So 3 2nd generation TPUs are ~= 1 Volta class GPU ~= $3 per hour on-demand on AW...

So 3 2nd generation TPUs are ~= 1 Volta class GPU ~= $3 per hour on-demand on AWS: https://aws.amazon.com/ec2/pricing/on-demand/ and ~$1 (75 cents at the moment with p3.8xlarge and its 4 GPUs) in spot: https://aws.amazon.com/ec2/spot/pricing/ if you take the time to build a robust framework.

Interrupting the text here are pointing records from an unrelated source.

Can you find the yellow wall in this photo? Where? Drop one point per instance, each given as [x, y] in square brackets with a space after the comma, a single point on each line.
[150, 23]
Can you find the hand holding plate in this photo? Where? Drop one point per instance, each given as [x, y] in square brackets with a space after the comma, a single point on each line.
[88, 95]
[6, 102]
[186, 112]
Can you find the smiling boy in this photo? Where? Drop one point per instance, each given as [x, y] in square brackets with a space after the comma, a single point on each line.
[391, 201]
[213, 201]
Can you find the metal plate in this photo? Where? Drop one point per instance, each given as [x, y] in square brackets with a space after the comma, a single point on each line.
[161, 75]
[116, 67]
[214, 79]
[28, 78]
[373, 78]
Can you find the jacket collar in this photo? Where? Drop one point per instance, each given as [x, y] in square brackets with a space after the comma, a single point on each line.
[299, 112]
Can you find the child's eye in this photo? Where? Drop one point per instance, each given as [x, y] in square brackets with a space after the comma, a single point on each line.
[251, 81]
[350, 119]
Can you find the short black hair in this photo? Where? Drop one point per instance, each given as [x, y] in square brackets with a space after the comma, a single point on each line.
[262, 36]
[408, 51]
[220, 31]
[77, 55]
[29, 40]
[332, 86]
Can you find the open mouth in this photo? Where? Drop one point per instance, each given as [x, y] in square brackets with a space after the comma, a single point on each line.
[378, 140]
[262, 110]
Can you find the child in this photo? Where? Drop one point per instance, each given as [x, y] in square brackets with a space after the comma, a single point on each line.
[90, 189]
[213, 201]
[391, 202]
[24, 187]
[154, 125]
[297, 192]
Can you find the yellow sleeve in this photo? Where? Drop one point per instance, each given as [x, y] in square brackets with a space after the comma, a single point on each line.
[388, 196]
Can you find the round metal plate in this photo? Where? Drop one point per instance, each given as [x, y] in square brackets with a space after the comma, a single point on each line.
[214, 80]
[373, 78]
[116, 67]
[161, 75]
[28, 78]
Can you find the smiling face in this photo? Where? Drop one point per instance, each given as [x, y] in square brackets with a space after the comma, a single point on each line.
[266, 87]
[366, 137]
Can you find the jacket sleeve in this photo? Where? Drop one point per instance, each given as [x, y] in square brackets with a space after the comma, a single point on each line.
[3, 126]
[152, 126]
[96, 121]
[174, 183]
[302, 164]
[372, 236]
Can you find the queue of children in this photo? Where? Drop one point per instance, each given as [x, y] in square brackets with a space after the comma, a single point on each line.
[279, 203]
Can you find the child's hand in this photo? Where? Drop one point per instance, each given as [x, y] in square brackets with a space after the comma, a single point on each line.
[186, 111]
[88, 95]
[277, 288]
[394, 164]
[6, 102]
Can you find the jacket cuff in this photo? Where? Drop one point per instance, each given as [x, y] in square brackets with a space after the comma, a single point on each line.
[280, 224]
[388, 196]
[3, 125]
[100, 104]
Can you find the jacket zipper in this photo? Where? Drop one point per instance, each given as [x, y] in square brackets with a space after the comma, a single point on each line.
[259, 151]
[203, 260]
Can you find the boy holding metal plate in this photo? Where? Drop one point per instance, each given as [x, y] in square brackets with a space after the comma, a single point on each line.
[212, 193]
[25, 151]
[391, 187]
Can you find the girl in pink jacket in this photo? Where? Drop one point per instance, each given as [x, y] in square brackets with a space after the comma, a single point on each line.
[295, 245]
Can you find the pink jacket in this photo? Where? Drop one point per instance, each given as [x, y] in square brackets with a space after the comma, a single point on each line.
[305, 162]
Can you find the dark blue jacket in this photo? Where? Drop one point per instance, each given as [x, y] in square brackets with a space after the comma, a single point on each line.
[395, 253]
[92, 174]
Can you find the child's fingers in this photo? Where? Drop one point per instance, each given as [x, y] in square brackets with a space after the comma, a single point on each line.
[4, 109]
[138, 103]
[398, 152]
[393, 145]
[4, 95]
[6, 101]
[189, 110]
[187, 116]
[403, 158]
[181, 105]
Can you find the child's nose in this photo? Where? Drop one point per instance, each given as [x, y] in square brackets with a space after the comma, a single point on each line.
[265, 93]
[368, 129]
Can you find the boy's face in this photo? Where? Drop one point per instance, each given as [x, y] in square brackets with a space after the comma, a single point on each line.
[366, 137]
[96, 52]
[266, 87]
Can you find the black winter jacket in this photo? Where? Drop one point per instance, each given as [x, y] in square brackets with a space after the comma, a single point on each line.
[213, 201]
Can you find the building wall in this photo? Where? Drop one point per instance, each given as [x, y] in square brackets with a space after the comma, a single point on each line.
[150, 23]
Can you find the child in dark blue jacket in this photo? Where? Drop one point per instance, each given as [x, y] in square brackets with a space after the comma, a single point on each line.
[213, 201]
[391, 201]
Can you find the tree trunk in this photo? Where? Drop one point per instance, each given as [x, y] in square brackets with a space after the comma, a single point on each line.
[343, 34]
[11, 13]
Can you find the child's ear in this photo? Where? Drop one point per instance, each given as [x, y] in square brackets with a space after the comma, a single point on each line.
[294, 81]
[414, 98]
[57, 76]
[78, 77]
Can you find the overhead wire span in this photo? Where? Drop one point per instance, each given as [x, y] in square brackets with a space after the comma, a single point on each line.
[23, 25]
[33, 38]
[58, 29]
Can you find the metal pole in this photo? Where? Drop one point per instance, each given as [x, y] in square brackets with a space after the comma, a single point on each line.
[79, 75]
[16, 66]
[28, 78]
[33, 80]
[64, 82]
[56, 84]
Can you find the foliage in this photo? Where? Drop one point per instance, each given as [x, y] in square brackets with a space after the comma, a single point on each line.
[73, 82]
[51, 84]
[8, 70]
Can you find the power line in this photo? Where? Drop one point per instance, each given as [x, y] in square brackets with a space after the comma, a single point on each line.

And to make things simple, let's do it all in FP16 because INT8 on Volta ~= 1/2 a first generation TPU, but FP16 ~= 3 first generation TPUs at INT8 (sad, right?), an accident that occurred because P100 didn't support INT8, but consumer variants did.

So, 5,064/3 = 1,688 Volta GPUs ~= $5000 per hour, probably half that reserved, a quarter of that in spot.

Say you need a week to train this, so $200K-$800K...

You can buy DGX-1Vs off-label for about $75K. Say they costs $20K annually to host. Say you use them for 3 years, so total TCO is ~135K, which comes down to $0.64/hour.

Conclusion: p3.8xl spot instances are currently a steal! But I don't have ~$200K burning a hole in my pocket, so I guess I'm out of luck.